Annemarie Jacir: Questo è il mio primo film che esce in Italia, sì, e sono molto felice perché ho con il vostro Paese un profondo legame. La storia che volevo raccontare è incentrata sul rapporto padre-figlio e su una tradizione palestinese – quella di consegnare a mano gli inviti per il matrimonio di una figlia. La scelta di ambientare il film a Nazareth non è casuale: è la più grande città della Palestina storica, oggi Israele, animata da forti tensioni. I Palestinesi che ci vivono hanno infatti dovuto acquisire la cittadinanza israeliana dopo l’occupazione del 1948. Hanno la cittadinanza ma sono considerati cittadini di seconda classe, con diritti non equiparabili a quelli degli Israeliani. C’è questa lotta continua per guadagnare spazi, opportunità di lavoro e soprattutto per poter restare in questa terra. Il mio film parla anche di questo.

Perché ha scelto di mettere a confronto un padre e un figlio in questa sorta di viaggio on the road in miniatura, che si snoda per le strade di Nazareth?

Annemarie Jacir: Ero interessata a inserire due persone in un contesto intimo e ristretto quale può essere una macchina. I due personaggi, poi, la vedono in modo diverso, opposto: per il figlio è una prigione, un po’ come il suo ritorno nella natia Nazareth; per il padre è tutto, è la macchina di famiglia, è l’unica cosa che gli rimane. La scelta di costruire il film intorno a due personaggi maschili ha anche un po’ a che fare con la mia, di famiglia. Da me le donne parlano molto, mentre generalmente gli uomini parlano molto meno. Mio fratello e mio padre, ad esempio, dicono poco e si parlano poco. Volevo quindi analizzare questo aspetto: come gli uomini si dicono le cose che si dovrebbero dire e come si tacciono altre cose che invece dovrebbero sapersi dire.

“Wajib – Invito al matrimonio” deve essere considerato semplicemente un’opera di intrattenimento oppure contiene anche qualche sotto-testo politico e civile?

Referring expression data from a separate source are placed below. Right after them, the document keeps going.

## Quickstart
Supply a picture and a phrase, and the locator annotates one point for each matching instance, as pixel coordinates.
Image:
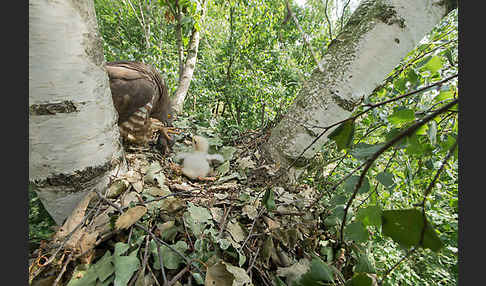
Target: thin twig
(58, 278)
(429, 188)
(407, 132)
(371, 106)
(140, 226)
(161, 262)
(178, 275)
(328, 21)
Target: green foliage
(343, 135)
(40, 222)
(117, 268)
(251, 64)
(407, 228)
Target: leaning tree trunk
(186, 76)
(73, 135)
(377, 37)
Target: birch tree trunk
(188, 70)
(73, 135)
(377, 37)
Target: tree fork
(376, 38)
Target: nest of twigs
(239, 229)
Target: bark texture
(73, 136)
(377, 37)
(186, 75)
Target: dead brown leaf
(130, 217)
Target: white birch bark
(377, 37)
(73, 135)
(188, 70)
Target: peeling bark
(73, 135)
(186, 76)
(357, 61)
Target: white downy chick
(196, 163)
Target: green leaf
(269, 200)
(401, 116)
(364, 151)
(104, 267)
(170, 259)
(320, 271)
(385, 178)
(444, 95)
(279, 281)
(83, 277)
(414, 146)
(356, 231)
(120, 248)
(434, 64)
(432, 132)
(197, 218)
(413, 77)
(360, 279)
(351, 182)
(336, 216)
(125, 266)
(364, 264)
(405, 227)
(338, 199)
(369, 216)
(343, 135)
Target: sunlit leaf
(385, 178)
(356, 231)
(364, 151)
(405, 227)
(369, 216)
(343, 134)
(351, 182)
(401, 116)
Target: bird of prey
(142, 101)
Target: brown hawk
(141, 99)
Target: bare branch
(407, 132)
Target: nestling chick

Saleh Bakri: Abbiamo cercato di raccontare una storia partendo da una tradizione di Nazareth e del nord della Palestina e questo ci ha permesso di aprire una finestra sulla società, attraverso il rapporto padre e figlio. Io personalmente non faccio film per mandare messaggi politici, ma piuttosto per immergermi nella condizione umana, entrare in un personaggio, capire le sue contraddizioni e la sua complessità.

Annemarie Jacir: Come sceneggiatrice e regista non mi accosto mai al cinema con l’idea di mandare un messaggio ma piuttosto con quella di raccontare una storia che sia la più onesta possibile. Mi pongo delle domande, e le pongo al mio Paese.

Possiamo dire che i due protagonisti rispecchiano due parti di lei? E a quale posizione si sente più vicina, a quella conciliante del padre Abu Shadi o a quella più intransigente del figlio?

Annemarie Jacir: Mi piace questa domanda, e mi piace il fatto che abbiate notato la mia vicinanza a tutti e due i personaggi. Nei miei film ci sono sempre due caratteri in opposizione, e io sono entrambi. Anche in questo caso, la contrapposizione tra padre e figlio riflette quella che c’è in me. Politicamente sono più vicina alla posizione di uno, emotivamente a quello dell’altro. Ma li amo entrambi perché ognuno ha sua storia, le sue motivazioni.

Come vive una donna palestinese oggi nello stato di Israele? E una regista?

Annemarie Jacir: Come palestinese è inevitabile sentire le pressioni. A Betlemme dove sono cresciuta, ad esempio, i soldati sparano anche ai bambini e il muro della separazione ce l’hai davanti. Adesso vivo ad Haifa e lì la situazione è diversa, anche se le discriminazioni nei confronti dei palestinesi sono sempre evidenti. Per quanto riguarda la mia professione mi sento molto libera, forse più che se lavorassi in Occidente. Nell’industria cinematografica indipendente non ci sono distinzioni, c’è grande parità – anche di genere – e ci si muove tutti per un fine comune.